En l’espèce, d’une part, les décisions contestées visent les dispositions précitées et mentionnent les principaux éléments de faits relatifs à la situation personnelle des requérants, notamment leur faible durée de présence sur le territoire français, l’absence de vie privée et familiale ancienne, stable et intense en France, et le constat de leur maintien irrégulier au sein du centre d’accueil pour demandeurs d’asile de Villeurbanne depuis le 27 août 2024. Elles sont par suite suffisamment motivées et ne révèlent pas un défaut d’examen complet de leur situation, alors même qu’elles ne mentionnent pas qu’ils ne constituent pas une menace à l’ordre public et qu’ils n’ont pas fait l’objet d’une précédente mesure d’éloignement. Par suite, le moyen tiré du défaut de motivation et du défaut d’examen particulier de leur situation doit être écarté.
D’autre part, eu égard à leur faible durée de présence en France et à l’absence de toute attache particulière, personnelle ou familiale, sur le territoire français, M. E… et Mme B… ne sont pas fondés à soutenir que la préfète du Rhône aurait entaché sa décision d’une erreur d’appréciation, alors même qu’ils ne constituent pas une menace à l’ordre public et qu’ils n’ont pas fait l’objet d’une précédente mesure d’éloignement, en prononçant à leur encontre une interdiction de retour et en fixant sa durée à douze mois, qui n’apparaît pas disproportionnée. Ce moyen doit, par conséquent, être écarté.

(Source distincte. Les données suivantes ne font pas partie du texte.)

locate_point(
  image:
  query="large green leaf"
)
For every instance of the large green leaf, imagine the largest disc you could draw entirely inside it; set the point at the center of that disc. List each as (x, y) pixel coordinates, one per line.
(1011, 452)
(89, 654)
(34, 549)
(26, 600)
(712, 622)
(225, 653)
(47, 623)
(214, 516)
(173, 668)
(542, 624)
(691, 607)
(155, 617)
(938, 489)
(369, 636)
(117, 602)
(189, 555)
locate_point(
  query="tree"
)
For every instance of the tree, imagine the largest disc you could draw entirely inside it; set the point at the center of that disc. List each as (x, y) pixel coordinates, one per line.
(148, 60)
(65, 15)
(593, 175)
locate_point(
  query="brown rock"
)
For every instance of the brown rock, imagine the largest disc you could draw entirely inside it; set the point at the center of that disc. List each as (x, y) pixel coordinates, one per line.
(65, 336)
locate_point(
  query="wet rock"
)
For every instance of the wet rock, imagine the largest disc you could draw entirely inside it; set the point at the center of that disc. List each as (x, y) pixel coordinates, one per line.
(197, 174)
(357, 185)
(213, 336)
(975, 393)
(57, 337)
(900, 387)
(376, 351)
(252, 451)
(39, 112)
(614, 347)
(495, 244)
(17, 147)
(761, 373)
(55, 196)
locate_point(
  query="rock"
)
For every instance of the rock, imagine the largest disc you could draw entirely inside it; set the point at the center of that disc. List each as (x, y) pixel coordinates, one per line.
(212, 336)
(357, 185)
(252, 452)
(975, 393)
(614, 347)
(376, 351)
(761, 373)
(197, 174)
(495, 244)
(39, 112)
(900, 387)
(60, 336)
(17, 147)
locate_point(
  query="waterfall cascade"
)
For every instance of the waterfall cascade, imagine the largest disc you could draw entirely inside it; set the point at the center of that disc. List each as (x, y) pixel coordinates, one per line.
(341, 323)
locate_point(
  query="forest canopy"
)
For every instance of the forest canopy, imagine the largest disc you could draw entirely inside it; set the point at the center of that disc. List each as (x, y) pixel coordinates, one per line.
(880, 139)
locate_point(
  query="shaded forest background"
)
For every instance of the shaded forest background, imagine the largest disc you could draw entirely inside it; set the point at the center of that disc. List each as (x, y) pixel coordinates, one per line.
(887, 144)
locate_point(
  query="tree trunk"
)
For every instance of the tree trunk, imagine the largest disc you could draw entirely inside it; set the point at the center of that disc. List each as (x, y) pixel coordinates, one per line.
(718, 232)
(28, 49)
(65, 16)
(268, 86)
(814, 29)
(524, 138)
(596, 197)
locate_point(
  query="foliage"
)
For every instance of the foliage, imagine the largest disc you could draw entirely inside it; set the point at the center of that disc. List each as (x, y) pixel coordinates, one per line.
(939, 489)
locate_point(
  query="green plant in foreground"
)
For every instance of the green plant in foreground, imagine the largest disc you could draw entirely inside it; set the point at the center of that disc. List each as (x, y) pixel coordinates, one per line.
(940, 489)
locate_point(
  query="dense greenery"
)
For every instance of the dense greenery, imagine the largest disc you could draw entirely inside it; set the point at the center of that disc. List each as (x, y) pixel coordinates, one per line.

Enfin, le moyen tiré de la violation des stipulations de l’article 3 de la convention européenne de sauvegarde des droits de l’homme et des libertés fondamentales doit être écarté comme inopérant à l’encontre la décision portant interdiction de retour sur le territoire français.
Il résulte de l’ensemble de ce qui précède que les conclusions à fin d’annulation des deux requêtes doivent être rejetées.
Sur les conclusions en injonction :
Le présent jugement, qui rejette les conclusions des requêtes de M. E… et Mme B… à fin d’annulation, n’appelle aucune mesure d’exécution. Les conclusions à fin d’injonction, sous astreinte, doivent par conséquent être rejetées.
Sur les frais de l’instance :
Les dispositions de l’article L. 761-1 du code de justice administrative et de l’article 37 de la loi du 10 juillet 1991 font obstacle à ce que soit mise à la charge de l’Etat, qui n’est pas partie perdante dans la présente instance, la somme que M. E… et Mme B… demandent, au bénéfice de leur conseil, au titre des frais de l’instance.
D E C I D E :
Article 1er : Les requêtes de M. E… et Mme B… sont rejetées.
Article 2 : Le présent jugement sera notifié à M. F… E…, à Mme C… B…, à Me Vray et au préfet du Rhône.
Délibéré après l’audience du 20 mai 2026, à laquelle siégeaient :
Mme Bour, présidente ;
Mme Duca, première conseillère ;
Mme Gros, première conseillère.
Rendu public par mise à disposition au greffe le 2 juin 2026.
La présidente-rapporteure,
A-S. Bour
L’assesseure la plus ancienne,
Duca
La greffière,
C. Touja
La République mande et ordonne au préfet du Rhône en ce qui le concerne ou à tous commissaires de justice à ce requis en ce qui concerne les voies de droit commun contre les parties privées, de pourvoir à l’exécution de la présente décision.